Task 2: Extend Offline Dataset Payloads For Next-State Behavior Actions¶
Files: - Modify: src/rl_training/data/offline_dataset.py - Modify: src/rl_training/data/dataset_loaders.py - Modify: src/rl_training/data/offline_mixers.py - Modify: src/rl_training/runtime/iql_trainer.py - Modify: src/rl_training/data/__init__.py - Modify: tests/test_offline_dataset.py - Modify: tests/test_dataset_loaders.py
Step 1: Add optional next_actions storage
Allow TransitionDataset to carry optional next_actions tensors without breaking existing callers that only expect the standard five transition fields.
Step 2: Preserve the field through loaders and mixing
When file payloads or Minari episodes provide next-state behavior actions, keep them through:
TransitionDataset.from_dict(...)- file-backed dataset loading
- mixed dataset assembly
- sampling to trainer batches
Step 3: Fill the field in random dataset generation
Generate sequential random offline datasets with behavior-consistent next_actions so package-provided smoke datasets already exercise the richer offline payload.
Task 3: Add The ReBRAC Learner¶
Files: - Create: src/rl_training/algorithms/rebrac.py - Modify: src/rl_training/algorithms/__init__.py
Step 1: Reuse the existing TD3 model family
Build ReBRAC on MLPTD3Model with target critics, target actor smoothing, and deterministic continuous actions.
Step 2: Implement behavior-regularized critic and actor objectives
Keep the package v1 knobs small and explicit:
actor_bc_weightcritic_bc_weightactor_q_weightpolicy_noisenoise_clippolicy_delay
Use sampled next_actions when present, and document the fallback behavior when a dataset batch does not carry them.
Step 3: Expose public loss helpers
Add a readable rebrac_loss(...) function and export ReBRAC / ReBRACAlgorithm through the shared algorithms package.

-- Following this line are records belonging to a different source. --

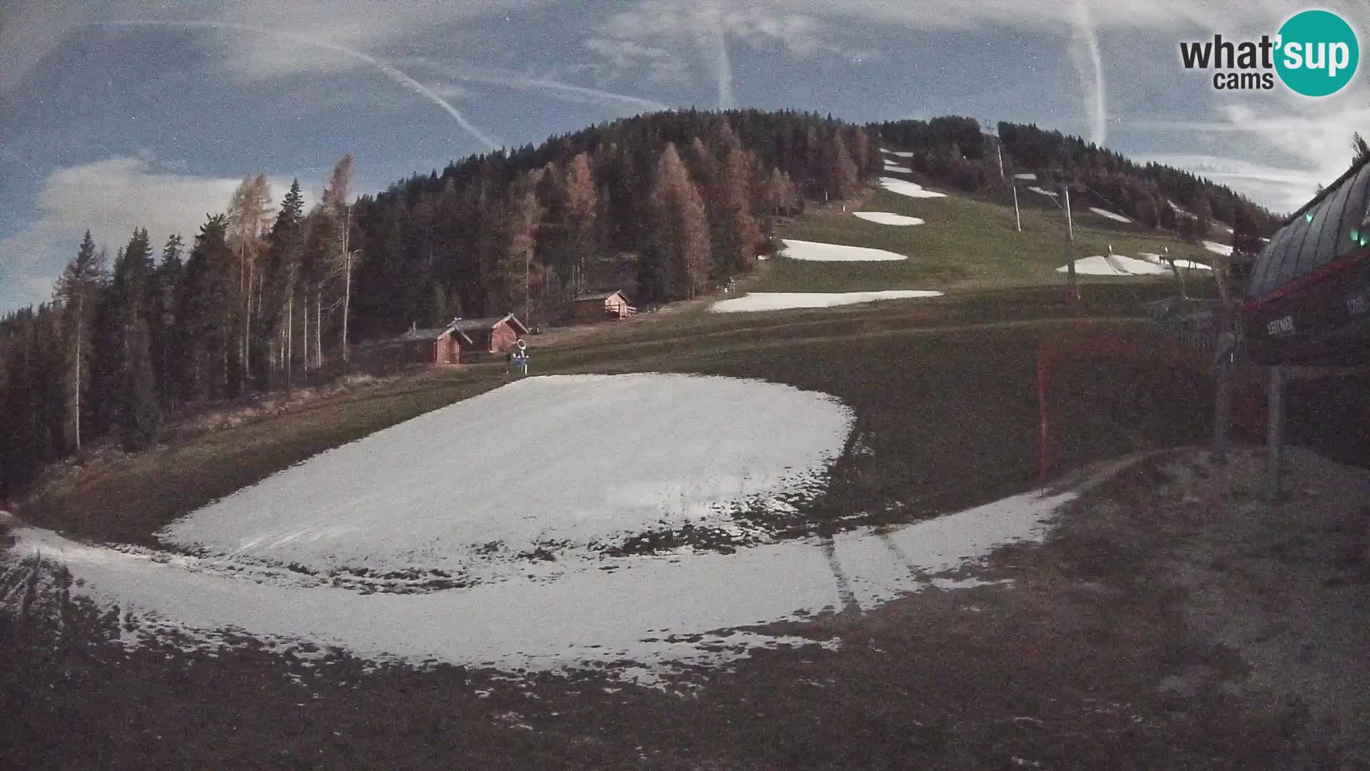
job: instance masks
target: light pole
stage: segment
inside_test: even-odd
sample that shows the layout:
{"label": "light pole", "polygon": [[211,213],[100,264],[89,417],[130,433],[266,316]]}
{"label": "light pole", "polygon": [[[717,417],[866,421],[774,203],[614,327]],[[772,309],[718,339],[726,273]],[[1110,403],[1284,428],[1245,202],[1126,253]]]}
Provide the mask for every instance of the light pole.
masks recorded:
{"label": "light pole", "polygon": [[342,368],[347,369],[347,314],[349,306],[352,305],[352,258],[360,254],[362,250],[355,248],[347,252],[347,261],[342,268]]}
{"label": "light pole", "polygon": [[1014,188],[1014,222],[1018,224],[1018,232],[1022,233],[1023,232],[1023,218],[1022,218],[1022,214],[1019,214],[1019,211],[1018,211],[1018,180],[1034,181],[1034,180],[1037,180],[1037,174],[1014,174],[1014,184],[1012,184],[1012,188]]}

Task 4: Add The Offline ReBRAC Trainer¶
Files: - Create: src/rl_training/runtime/rebrac_trainer.py - Modify: src/rl_training/experiment/registry.py
Step 1: Reuse the offline dataset stack
Build the trainer on _infer_env_spaces(...) and _build_offline_dataset(...) from the current offline path.

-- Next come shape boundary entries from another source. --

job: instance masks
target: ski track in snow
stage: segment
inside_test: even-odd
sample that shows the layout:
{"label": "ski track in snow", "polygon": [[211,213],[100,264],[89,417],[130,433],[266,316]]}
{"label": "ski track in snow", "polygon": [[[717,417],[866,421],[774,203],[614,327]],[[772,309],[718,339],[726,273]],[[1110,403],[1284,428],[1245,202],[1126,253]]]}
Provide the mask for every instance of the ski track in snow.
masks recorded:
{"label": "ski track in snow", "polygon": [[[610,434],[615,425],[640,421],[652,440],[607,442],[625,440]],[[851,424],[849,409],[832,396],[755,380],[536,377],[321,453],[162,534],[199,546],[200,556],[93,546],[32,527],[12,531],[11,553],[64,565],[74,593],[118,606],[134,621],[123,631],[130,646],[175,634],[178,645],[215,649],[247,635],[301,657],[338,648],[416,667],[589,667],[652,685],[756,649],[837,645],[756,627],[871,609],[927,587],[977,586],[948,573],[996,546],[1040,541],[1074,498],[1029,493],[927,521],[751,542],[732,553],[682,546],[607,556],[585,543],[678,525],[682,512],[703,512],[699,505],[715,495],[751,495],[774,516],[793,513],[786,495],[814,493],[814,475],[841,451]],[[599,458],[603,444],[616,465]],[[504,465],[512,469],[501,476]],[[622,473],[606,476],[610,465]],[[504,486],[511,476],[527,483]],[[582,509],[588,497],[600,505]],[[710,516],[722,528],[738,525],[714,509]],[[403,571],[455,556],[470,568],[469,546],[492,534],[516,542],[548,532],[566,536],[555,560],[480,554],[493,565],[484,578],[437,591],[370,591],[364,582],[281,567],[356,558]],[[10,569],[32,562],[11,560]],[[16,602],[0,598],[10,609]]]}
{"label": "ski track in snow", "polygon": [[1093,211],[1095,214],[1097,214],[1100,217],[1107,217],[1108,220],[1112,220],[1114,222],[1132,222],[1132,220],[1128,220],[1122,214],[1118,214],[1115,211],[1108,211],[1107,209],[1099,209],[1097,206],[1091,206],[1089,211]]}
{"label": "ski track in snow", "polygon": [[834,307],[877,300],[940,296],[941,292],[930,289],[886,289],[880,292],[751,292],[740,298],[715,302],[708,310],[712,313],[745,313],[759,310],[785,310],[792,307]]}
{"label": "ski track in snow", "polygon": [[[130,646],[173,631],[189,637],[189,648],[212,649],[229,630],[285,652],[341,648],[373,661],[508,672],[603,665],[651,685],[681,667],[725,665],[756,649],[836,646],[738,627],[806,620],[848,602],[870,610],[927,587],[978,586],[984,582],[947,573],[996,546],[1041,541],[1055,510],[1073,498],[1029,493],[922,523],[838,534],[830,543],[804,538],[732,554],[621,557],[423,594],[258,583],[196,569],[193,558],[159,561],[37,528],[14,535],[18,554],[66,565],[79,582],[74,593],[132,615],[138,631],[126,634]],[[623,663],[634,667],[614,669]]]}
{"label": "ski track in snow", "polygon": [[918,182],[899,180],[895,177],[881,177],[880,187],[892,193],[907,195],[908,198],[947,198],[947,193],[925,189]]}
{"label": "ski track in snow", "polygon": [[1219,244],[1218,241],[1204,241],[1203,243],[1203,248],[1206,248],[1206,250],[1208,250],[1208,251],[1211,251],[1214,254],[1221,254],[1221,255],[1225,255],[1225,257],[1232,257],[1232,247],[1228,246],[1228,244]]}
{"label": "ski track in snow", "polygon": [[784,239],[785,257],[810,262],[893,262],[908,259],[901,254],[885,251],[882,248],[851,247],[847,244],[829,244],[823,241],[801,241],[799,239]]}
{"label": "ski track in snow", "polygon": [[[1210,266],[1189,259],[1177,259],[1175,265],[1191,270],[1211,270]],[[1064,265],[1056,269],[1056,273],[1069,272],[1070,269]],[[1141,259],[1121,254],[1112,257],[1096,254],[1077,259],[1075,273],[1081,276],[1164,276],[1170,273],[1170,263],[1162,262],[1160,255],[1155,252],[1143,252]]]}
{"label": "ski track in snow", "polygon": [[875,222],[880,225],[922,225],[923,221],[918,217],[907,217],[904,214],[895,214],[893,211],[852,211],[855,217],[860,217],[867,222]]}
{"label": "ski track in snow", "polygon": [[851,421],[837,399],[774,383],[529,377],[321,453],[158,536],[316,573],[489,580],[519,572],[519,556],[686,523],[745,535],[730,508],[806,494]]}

Step 2: Preserve shared controls
Keep support for:
eval_interval- early stopping callbacks
- offline epoch / update budgets
- learning-rate schedules
- checkpoint save / resume
Step 3: Reuse standard evaluation and prediction
Evaluate with the current deterministic continuous-action TD3 helper and expose package prediction through checkpoint workflows.
Task 5: Wire ReBRAC Into The Package Surface¶
Files: - Modify: src/rl_training/api/algorithms.py - Modify: src/rl_training/api/__init__.py - Modify: src/rl_training/__init__.py - Create: configs/rebrac/pendulum.yaml - Create: src/rl_training/assets/configs/rebrac/pendulum.yaml - Modify: README.md
Step 1: Add the managed API entrypoint
Expose ReBRAC through the root package and API namespaces.

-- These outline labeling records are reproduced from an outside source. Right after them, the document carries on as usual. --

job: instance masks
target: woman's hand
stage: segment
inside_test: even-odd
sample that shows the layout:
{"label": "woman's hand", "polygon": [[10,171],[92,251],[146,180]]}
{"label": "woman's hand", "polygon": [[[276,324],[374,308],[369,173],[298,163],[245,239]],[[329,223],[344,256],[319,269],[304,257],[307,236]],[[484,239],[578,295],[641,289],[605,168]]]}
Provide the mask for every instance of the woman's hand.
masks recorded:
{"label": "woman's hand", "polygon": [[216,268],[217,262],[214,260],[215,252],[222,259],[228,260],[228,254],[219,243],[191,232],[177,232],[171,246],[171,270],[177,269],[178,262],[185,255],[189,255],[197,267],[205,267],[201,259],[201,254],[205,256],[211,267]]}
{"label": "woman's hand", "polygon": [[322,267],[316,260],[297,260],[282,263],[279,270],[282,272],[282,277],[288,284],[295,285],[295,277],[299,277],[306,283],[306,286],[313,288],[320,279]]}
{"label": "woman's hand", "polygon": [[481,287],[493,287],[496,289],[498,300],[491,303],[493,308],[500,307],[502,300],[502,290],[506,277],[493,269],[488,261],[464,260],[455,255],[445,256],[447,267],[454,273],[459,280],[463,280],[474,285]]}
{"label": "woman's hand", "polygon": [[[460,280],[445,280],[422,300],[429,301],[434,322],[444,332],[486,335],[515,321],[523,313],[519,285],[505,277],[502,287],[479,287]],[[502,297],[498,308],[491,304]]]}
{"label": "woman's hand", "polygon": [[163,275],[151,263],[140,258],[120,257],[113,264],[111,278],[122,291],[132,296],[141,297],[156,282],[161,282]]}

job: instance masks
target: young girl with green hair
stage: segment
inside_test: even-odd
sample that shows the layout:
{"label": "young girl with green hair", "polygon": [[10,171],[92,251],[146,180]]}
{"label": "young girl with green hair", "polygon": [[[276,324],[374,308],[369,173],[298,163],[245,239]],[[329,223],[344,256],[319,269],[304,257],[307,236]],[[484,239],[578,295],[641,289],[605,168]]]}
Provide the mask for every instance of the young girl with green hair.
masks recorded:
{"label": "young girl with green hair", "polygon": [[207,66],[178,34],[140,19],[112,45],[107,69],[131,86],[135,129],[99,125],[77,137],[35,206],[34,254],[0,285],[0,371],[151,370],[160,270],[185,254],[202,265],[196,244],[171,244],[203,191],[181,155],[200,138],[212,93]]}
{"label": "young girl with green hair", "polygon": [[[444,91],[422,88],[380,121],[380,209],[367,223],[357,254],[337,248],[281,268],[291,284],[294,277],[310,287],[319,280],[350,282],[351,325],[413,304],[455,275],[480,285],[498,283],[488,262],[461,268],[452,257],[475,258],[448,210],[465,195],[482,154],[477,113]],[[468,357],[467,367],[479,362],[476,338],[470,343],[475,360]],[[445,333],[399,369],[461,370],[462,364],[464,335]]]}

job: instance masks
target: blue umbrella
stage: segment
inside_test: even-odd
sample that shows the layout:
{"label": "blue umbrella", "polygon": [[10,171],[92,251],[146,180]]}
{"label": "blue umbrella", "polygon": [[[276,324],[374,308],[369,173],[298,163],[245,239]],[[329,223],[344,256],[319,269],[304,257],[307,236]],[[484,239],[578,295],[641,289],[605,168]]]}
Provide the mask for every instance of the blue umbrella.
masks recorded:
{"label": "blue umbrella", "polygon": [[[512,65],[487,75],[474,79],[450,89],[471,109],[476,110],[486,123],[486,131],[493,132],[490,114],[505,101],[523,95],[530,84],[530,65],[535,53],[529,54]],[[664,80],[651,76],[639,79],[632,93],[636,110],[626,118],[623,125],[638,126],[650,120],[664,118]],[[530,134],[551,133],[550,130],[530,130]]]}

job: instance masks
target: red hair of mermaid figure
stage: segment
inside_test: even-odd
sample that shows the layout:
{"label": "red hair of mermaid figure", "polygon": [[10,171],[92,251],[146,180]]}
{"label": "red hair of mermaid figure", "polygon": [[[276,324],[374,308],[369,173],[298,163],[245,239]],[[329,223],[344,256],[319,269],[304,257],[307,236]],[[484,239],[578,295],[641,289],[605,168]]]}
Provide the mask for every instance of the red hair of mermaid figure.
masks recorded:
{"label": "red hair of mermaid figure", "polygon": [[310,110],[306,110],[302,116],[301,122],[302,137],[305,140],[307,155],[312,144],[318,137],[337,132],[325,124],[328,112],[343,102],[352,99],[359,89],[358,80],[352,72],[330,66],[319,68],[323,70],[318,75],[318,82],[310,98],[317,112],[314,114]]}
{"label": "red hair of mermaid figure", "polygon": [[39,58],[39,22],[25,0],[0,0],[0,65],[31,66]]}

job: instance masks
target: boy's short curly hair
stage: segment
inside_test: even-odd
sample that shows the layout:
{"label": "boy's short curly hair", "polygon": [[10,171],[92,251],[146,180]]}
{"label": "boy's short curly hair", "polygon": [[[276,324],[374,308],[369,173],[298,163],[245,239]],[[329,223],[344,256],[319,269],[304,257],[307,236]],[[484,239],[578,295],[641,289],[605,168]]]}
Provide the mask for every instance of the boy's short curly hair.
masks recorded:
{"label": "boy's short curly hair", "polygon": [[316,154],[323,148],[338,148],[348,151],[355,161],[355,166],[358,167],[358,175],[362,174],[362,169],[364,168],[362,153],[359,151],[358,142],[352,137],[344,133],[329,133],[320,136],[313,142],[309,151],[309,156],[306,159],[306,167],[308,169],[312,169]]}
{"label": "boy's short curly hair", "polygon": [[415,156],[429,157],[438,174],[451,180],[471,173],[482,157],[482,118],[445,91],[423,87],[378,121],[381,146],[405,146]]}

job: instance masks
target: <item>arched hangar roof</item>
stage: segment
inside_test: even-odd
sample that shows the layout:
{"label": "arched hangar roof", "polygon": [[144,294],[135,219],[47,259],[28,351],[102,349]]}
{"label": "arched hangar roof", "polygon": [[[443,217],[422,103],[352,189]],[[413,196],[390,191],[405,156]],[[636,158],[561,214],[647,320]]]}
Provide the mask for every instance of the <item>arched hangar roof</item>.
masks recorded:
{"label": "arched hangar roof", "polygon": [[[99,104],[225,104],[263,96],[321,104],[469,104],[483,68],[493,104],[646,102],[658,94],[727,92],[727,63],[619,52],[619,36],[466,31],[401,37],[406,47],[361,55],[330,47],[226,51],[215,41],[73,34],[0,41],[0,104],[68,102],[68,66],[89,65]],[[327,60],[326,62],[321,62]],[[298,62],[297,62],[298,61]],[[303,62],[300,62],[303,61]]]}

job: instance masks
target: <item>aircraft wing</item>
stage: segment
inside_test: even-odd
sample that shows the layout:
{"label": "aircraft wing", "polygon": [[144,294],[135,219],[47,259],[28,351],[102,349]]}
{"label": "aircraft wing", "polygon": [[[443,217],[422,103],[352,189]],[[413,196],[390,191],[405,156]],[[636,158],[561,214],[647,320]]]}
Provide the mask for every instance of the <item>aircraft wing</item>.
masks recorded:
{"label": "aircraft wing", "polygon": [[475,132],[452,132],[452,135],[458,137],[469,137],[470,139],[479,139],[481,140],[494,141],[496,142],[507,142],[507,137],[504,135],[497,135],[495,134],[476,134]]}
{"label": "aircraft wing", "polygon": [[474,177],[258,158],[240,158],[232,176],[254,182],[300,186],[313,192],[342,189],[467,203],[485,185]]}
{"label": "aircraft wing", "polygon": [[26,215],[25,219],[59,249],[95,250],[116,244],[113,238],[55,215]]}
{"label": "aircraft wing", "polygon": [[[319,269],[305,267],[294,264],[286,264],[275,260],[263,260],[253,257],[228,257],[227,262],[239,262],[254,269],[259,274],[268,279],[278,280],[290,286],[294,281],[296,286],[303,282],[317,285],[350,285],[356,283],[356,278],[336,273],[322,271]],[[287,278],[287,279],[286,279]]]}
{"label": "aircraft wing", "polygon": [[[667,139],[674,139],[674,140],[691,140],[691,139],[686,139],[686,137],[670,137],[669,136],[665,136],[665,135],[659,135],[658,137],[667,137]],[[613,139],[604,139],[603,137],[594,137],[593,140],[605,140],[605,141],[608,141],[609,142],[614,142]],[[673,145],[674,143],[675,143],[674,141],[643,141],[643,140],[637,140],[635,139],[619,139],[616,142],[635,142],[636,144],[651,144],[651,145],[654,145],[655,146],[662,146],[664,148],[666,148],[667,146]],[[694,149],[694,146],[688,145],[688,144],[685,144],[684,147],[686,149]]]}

Step 2: Ship a starter config
Add a packaged offline Pendulum-v1 config that uses the random dataset path and the narrow ReBRAC defaults.
Step 3: Update package docs
Document ReBRAC as a 2023 offline follow-on to TD3+BC and explain the optional next_actions dataset field.
Task 6: Add Unexecuted Coverage¶
Files: - Create: tests/test_rebrac_update.py - Create: tests/test_rebrac_trainer_smoke.py - Modify: tests/test_package_api_exports.py - Modify: tests/test_public_api.py - Modify: tests/test_experiment_manager.py - Modify: tests/test_checkpoint_workflows.py - Modify: tests/test_package_smoke.py - Modify: tests/test_cli.py
Step 1: Add learner-level coverage
Add a unit test for rebrac_loss(...) metric keys and one update call.
Step 2: Add trainer smoke coverage
Add a small offline smoke test that checks checkpoint creation and eval wiring.
Step 3: Extend package-surface expectations
Update public exports, managed API, checkpoint workflow, and packaged-config tests so ReBRAC is treated as a shipped algorithm.
Step 4: Keep execution deferred
Do not run the tests until the user explicitly asks for test execution.